With King having predicted in a speech last month that UK inflation could fall "possibly quite sharply" in the second half of this year, yesterday's no-change decision might give the MPC breathing space to see if the forecast downward impact from energy prices comes to pass. British Gas's surprisingly large respective cuts of 17% and 11% in residential gas and electricity prices from March 12, unveiled to a stunned marketplace yesterday, should help inflation fall.
However, most economists last week predicted at least one more rise in rates this cycle and they appeared to be sticking with these forecasts in spite of yesterday's no-change decision.
Even the Confederation of British Industry, which represents manufacturers which would come under pressure from any strengthening of the pound if interest rates rise, was swift to highlight the potential need for another increase.
CBI chief economic adviser Ian McCafferty cautioned: "The economy is still growing rapidly and concerns remain about more ingrained inflation, with firms putting up prices in the face of a profit squeeze and a far from certain outcome in the current pay round. So, it is too early to say if interest rates have peaked."
Among the most hawkish is Capital Economics' Roger Bootle, adviser to accountancy firm Deloitte, who said yesterday it was "perfectly possible that interest rates will eventually need to rise as far as 6%".
However, Peter Spencer, chief economic adviser to the Ernst & Young ITEM Club and one of the minority believing rates could have peaked already, said: "I think the MPC will wait to see how things develop.
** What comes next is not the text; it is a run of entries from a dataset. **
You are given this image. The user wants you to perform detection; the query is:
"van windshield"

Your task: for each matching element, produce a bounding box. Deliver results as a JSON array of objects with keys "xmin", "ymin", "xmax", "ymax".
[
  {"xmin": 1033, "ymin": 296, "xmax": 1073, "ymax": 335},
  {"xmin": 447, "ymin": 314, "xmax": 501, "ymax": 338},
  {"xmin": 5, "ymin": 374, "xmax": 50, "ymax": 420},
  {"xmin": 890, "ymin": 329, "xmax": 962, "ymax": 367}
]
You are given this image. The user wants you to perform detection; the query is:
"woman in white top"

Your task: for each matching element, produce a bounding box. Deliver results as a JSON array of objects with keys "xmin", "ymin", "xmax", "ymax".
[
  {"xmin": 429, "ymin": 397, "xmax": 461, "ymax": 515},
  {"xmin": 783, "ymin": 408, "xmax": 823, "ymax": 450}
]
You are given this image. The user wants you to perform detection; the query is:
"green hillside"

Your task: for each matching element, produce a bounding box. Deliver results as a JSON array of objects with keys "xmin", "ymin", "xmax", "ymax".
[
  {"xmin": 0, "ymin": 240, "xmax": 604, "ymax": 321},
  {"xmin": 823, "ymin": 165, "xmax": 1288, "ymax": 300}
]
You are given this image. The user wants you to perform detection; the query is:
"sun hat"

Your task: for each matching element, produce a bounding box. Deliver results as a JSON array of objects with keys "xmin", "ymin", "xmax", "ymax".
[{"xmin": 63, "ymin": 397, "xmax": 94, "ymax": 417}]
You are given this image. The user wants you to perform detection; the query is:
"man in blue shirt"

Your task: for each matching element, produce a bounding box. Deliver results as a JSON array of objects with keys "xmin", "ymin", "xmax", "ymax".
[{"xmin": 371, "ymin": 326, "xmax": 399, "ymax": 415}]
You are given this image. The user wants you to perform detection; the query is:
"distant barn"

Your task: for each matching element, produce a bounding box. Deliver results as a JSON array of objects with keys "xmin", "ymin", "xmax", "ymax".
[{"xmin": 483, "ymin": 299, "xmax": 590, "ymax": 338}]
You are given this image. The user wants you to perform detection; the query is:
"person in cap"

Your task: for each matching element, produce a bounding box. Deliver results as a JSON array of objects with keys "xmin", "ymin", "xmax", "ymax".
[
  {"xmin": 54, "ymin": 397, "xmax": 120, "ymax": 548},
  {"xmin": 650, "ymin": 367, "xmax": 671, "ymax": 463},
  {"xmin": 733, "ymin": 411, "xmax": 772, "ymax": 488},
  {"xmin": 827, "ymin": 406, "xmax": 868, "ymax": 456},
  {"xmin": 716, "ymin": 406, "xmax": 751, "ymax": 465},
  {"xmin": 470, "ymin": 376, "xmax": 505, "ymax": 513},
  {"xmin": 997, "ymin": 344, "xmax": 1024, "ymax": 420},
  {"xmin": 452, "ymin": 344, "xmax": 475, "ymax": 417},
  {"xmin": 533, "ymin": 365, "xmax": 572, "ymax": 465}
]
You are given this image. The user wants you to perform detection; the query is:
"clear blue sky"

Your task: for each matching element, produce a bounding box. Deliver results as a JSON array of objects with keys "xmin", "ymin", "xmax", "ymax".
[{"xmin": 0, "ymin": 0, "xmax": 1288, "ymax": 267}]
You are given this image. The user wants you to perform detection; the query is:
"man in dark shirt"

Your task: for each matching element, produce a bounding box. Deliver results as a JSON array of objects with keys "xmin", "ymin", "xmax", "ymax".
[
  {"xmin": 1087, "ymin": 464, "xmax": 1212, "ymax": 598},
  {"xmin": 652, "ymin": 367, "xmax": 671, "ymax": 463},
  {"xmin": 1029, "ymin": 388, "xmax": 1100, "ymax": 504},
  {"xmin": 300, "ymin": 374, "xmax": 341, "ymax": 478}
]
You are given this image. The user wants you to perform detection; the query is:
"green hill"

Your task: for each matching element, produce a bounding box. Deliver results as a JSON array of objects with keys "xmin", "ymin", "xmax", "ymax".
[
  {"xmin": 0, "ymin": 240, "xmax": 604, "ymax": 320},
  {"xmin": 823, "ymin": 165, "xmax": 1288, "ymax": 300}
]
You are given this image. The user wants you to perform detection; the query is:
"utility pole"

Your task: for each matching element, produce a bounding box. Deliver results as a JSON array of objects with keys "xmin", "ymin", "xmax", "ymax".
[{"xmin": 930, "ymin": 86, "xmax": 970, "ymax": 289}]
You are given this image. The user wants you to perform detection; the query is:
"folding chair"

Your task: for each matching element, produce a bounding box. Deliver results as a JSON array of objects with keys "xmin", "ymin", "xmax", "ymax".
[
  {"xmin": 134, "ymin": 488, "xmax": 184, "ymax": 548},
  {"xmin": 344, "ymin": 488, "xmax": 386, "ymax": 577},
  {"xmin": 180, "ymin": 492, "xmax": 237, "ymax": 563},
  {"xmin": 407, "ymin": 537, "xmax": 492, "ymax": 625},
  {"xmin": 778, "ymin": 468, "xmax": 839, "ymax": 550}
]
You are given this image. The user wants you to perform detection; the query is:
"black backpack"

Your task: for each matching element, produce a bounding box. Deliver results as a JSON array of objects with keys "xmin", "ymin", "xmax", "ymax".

The strong growth in UK labour supply, based on immigration and the return of older workers to the workforce, and the fall in world oil and commodity prices should be sufficient to bring CPI inflation back down to the 2% target by the end of the year without another rise in interest rates."
Reflecting the current uncertainty over monetary policy, Spencer did hedge his bets by adding: "The MPC will not hesitate to raise interest rates to 5.5% if there are more definite signs of headline inflation pushing up wage settlements."
Lucy O'Carroll, director of research at HBOS's treasury services division, described the wait for yesterday's noon rate call as "nerve-racking".
Speaking shortly afterwards, she said: "Today's decision to hold rates at 5.25% was always the most likely outcome from the MPC's latest meeting. Ahead of time, however, a second pre-emptive strike could not be ruled out. January's shock rate rise, some strong (economic) data in the intervening period, and the fact that the committee went into this month's meeting armed with its new growth and inflation forecasts all added to the uncertainties.
"In the event, the MPC no doubt decided to take more time to gauge both trends in the current wage-setting round and the impact of recent rate increases on the economy. Furthermore, the committee is not panicking about inflation, despite the fact that it has drifted so far above target.
"As Bank governor Mervyn King made clear recently, the MPC takes the view that lower energy prices and the strength of the pound will help to bring inflation down, possibly quite sharply, in the second half of this year. For now, we may breathe a sigh of relief that the Bank has not sprung yet another surprise."
However, she predicted next week's inflation report would highlight upside risks to a "fairly benign" central picture of CPI inflation returning to the 2% target.
O'Carroll added: "A rate rise to 5.5% during the spring therefore remains in prospect, as the committee seeks to draw a line under pay growth and the continued strength of household spending."
Howard Archer, at Global Insight, said: "The Bank of England's inaction today may well have followed a close vote within the MPC and could prove to be only a temporary reprieve. We believe there is a strong chance that interest rates could well move higher as early as March."
The pound was last night down about one-and-a-quarter cents on its close in London on Wednesday at $1.8575. It was also weaker against the euro. The single currency, boosted by hawkish signals from the European Central Bank, was up about about half-a-penny at nearly 66.6p.